L’entreprise de menuiserie a eu la délicate mission de fabriquer des nouvelles menuiseries pour les baies à meneaux et traverses restitués, avec une technique de dépose/repose limitée à une journée (appartements occupés). Ces grands ouvrages en bois, peints, accueillent des double-vitrages dont le verre extérieur est un verre étiré offrant aux passants une vibration de lumière et de reflets qu’une glace claire n’aurait pu produire. Les prises de cotes préalables ont été essentielles pour adapter au centimètre près les menuiseries dans des baies qui présentaient de nombreuses déformations suite aux mouvements de façade (parfois des différences de niveaux de 2 à 3cm).
Un contexte exigeant
Trois défis majeurs ont pu être relevés :
- Un chantier faisant appel à des savoir-faire d’excellence pour être à la hauteur de la qualité patrimoniale de l’immeuble, avec l’accompagnement de l’Unité Départementale de l’Architecture et du Patrimoine du Rhône.

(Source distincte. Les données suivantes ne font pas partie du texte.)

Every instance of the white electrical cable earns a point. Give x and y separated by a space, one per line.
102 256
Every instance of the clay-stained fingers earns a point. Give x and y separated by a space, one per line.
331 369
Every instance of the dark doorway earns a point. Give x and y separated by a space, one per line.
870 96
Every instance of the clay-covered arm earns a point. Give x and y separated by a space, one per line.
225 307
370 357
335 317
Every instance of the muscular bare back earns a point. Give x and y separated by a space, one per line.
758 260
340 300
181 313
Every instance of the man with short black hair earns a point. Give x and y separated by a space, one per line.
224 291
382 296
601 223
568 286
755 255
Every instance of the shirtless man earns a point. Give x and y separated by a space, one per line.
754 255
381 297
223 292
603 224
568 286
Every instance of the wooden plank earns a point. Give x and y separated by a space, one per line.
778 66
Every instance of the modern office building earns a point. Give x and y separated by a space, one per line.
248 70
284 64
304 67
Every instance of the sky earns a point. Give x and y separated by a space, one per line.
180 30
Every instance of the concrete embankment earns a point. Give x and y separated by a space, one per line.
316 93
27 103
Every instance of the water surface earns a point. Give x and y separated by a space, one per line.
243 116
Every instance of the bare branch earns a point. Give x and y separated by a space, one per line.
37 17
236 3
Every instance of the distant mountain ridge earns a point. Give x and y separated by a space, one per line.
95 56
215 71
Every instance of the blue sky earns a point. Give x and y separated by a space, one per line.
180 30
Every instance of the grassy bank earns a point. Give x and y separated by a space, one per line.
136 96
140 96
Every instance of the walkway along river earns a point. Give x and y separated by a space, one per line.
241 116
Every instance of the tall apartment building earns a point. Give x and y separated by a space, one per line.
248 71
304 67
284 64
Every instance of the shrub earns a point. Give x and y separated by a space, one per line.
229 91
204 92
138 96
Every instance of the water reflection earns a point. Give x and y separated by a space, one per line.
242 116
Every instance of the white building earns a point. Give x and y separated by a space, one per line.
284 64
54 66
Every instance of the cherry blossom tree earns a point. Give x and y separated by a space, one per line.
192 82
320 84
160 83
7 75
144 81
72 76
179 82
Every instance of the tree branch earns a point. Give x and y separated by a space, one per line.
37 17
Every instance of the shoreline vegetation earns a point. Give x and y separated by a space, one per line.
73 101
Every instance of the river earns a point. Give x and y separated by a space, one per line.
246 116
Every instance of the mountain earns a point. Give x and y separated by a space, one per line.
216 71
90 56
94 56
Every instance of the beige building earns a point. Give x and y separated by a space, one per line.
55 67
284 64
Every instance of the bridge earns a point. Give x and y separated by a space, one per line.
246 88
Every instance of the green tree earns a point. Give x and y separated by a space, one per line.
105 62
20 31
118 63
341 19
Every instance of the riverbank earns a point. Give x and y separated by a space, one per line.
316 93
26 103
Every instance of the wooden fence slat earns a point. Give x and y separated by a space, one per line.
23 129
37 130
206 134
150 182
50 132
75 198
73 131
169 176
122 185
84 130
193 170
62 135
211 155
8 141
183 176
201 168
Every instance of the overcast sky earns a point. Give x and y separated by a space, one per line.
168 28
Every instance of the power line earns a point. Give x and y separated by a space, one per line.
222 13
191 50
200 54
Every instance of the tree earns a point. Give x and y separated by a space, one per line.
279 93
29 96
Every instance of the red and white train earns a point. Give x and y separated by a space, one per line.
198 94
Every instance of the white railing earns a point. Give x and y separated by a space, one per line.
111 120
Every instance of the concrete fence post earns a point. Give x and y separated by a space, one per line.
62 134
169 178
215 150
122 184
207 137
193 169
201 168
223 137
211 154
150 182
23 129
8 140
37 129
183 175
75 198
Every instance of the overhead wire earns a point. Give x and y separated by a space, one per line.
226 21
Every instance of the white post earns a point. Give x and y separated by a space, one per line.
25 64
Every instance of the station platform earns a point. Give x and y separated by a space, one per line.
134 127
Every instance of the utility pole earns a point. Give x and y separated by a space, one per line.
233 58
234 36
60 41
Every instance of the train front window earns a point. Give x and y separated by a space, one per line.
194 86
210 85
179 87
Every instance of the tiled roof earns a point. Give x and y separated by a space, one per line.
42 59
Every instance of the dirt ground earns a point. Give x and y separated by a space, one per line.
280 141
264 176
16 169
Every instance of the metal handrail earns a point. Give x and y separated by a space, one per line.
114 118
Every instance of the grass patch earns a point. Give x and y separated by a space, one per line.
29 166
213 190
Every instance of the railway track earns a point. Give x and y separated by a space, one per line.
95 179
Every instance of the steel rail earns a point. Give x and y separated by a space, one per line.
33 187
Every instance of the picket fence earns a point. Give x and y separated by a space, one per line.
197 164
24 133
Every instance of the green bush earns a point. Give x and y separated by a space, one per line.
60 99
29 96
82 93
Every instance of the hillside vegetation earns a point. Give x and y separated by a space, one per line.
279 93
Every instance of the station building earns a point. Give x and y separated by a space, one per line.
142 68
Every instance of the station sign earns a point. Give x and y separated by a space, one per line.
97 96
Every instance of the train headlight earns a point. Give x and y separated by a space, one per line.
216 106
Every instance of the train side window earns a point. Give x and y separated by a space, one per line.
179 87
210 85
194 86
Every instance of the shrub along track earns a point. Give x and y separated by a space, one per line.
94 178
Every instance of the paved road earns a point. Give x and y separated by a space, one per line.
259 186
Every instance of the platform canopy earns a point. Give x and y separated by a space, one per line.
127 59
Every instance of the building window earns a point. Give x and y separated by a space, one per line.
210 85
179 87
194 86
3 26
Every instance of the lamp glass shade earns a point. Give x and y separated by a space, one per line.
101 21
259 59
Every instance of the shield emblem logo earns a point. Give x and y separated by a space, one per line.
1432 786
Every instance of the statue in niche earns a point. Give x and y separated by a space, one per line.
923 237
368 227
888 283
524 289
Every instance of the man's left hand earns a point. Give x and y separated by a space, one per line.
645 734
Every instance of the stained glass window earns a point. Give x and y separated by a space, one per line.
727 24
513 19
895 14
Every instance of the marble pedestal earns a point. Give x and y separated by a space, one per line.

- Un chantier en site occupé, à gérer en parfaite coordination avec les occupants de l’immeuble, notamment lors des changements de menuiseries, avec l’aide de la régie.
- Un chantier sur un temps court, afin de limiter les désagréments pour les occupants, mené pendant la période hivernale où les terrasses extérieures sont repliées.
Une qualité architecturale retrouvée
Les travaux réalisés ont permis de retrouver une façade restaurée qui s’intègre avec douceur et élégance dans le paysage urbain de la rue Saint-Jean.
Ce chantier, précédé d’un temps long d’études et de préparation, a été une réelle aventure, extrêmement motivante. La confiance et l’engagement des propriétaires, le dialogue avec les entreprises pour trouver les conditions optimales d’exprimer leur savoir-faire, les découvertes en cours de chantier, le plaisir à retrouver des matériaux et des dispositions historiques, le sentiment de participer aux efforts d’amélioration thermique, tous ces moments ont été un « moteur » pour relever les défis patrimoniaux et environnementaux grâce aux qualités humaines et professionnelles de tous.